7 thoughts on “Do You Have a Dark Side?

  1. Awesome, as usual!! Such a profound insight into the human soul and, most of all, into the artist’s complicated and powerful/fragile psychology!
    Great reading you every single time, Laura Tiebert!

    • lauratiebert

      The dark side is a powerful thing and artists must dance with the dark side or pay the consequences. Fortunately we can write something dark or paint something dark, and that will be a sufficient outlet.

  2. Erica Eaton

    Laura,
    You know I have extreme admiration for you as a writer, and I love your blog. I too have written about alter egos and Prince, so I much agree that it is a fascinating and fruitful topic. I have an alter ego that has lost me a lot of friends lately, but sometimes you have to be true to yourself. I dearly hope I won’t lose you if I offer a plea. First off, thank you for noting the struggles of artists. I think there is great art that comes out of sunny things, out of painful things, and often out of both. Research in the area suggests that the artistic temperament is associated with increased risk for mood disorder and addiction. In case it’s not absolutely clear, this isn’t a statement that the temperaments and conditions are one in the same.

  3. Erica Louise Eaton

    My plea is that people not speak of addiction as a “dark side” unless they would say the same of a struggle to control type 2 diabetes or high blood pressure.

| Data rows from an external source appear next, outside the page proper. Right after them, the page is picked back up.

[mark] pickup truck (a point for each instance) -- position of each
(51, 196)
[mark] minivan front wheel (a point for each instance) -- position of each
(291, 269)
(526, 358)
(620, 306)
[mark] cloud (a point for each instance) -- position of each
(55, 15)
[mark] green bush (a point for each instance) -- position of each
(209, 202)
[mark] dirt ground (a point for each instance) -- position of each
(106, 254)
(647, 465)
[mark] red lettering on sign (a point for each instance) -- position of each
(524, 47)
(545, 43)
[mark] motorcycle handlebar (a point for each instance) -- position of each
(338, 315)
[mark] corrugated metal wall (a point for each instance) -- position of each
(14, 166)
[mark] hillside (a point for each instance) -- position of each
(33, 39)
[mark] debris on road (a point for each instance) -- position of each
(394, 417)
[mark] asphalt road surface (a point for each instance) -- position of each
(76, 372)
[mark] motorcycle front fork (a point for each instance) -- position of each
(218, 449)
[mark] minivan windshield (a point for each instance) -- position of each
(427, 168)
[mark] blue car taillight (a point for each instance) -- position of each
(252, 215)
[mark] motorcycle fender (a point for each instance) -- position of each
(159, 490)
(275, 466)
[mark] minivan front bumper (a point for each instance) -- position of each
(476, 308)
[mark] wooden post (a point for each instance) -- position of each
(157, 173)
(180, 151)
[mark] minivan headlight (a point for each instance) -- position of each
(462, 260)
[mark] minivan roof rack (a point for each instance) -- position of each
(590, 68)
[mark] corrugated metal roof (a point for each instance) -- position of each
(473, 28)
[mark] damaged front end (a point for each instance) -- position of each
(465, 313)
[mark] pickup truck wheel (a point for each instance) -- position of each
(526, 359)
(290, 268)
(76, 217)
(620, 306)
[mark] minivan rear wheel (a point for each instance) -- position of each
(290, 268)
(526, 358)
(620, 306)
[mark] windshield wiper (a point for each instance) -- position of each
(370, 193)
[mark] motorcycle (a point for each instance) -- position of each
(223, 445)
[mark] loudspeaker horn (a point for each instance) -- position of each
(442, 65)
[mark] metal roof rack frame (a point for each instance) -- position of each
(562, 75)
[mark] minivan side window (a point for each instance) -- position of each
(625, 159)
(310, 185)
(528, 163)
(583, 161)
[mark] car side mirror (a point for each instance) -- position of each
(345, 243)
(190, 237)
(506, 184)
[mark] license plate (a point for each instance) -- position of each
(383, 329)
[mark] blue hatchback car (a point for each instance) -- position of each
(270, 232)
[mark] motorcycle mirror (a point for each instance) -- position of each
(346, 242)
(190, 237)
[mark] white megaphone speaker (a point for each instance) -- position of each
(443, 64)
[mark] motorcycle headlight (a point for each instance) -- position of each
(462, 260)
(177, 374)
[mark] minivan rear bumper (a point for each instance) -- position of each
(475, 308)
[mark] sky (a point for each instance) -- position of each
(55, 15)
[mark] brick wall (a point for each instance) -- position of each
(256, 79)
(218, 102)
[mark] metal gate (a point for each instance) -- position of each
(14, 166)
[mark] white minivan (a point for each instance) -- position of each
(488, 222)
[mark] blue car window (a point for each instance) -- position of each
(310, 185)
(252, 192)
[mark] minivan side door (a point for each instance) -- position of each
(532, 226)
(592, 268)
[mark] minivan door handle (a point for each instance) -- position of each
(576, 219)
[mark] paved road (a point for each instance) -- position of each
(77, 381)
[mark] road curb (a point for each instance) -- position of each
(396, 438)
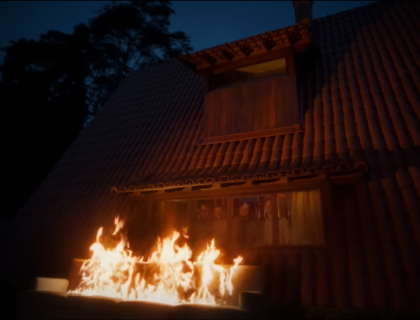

    All of these conditions connect with a lot of death and disability here in the U.S. All are characterized by people (very humanly, I think) repeatedly risking their health. Childhood trauma predisposes to all of these conditions. Yet with all of these conditions, the playing field is anything but even, as all have a very large genetic component. See twin and adoption studies for more on this.

    Most people think I’m nuts. They don’t see the big cultural problem, or the Prince relevance. Maybe it’s because people are so used to those who struggle with addiction and their families being characterized in a vastly different way from families struggling with other chronic conditions, such as those mentioned above. Personally, I’m impressed by, and feel for, people struggling with all of these conditions.

    If our culture continues to speak of chronic conditions that have so much in common in such radically different ways, it will continue to endanger and harm quality of life of future great artists, as well as “mere mortals,” that are struggling with an already very painful condition.

    • Erica Louise

      So, an example of what I’m trying to say is that someone could consider describing a dark side being manifested in type 2 diabetes and womanizing.

      Also, should have said this first. Dark is a favorite P song, and “a favorite of P songs” obviously says a lot about love for a song. Thanks for getting it playing in my head. Would put the heart here if this had emojis. : )

  4. Erica Louise

    Hi again Laura,
    Having reflected on my comments above I think I owe you an apology. I can’t ask for people to talk openly about a condition, rather than react in hushed shame, and at the very same time expect the way people talk about it to change overnight.

    I really, really appreciate you including a mention of it here.

    Also, I want to thank you so much for what you say about art being such a crucial and great outlet and gift!

    • lauratiebert

      Hi Erica,
      No problem at all. Your comments are thought-provoking and I enjoy the challenge of re-thinking my take on this. As I push myself to think more deeply about putting addiction into a “dark side” characterization I think I was considering the fact that it was hidden, only to be revealed at his death. So perhaps the better way to discuss it would have been to refer to secrets instead of addiction.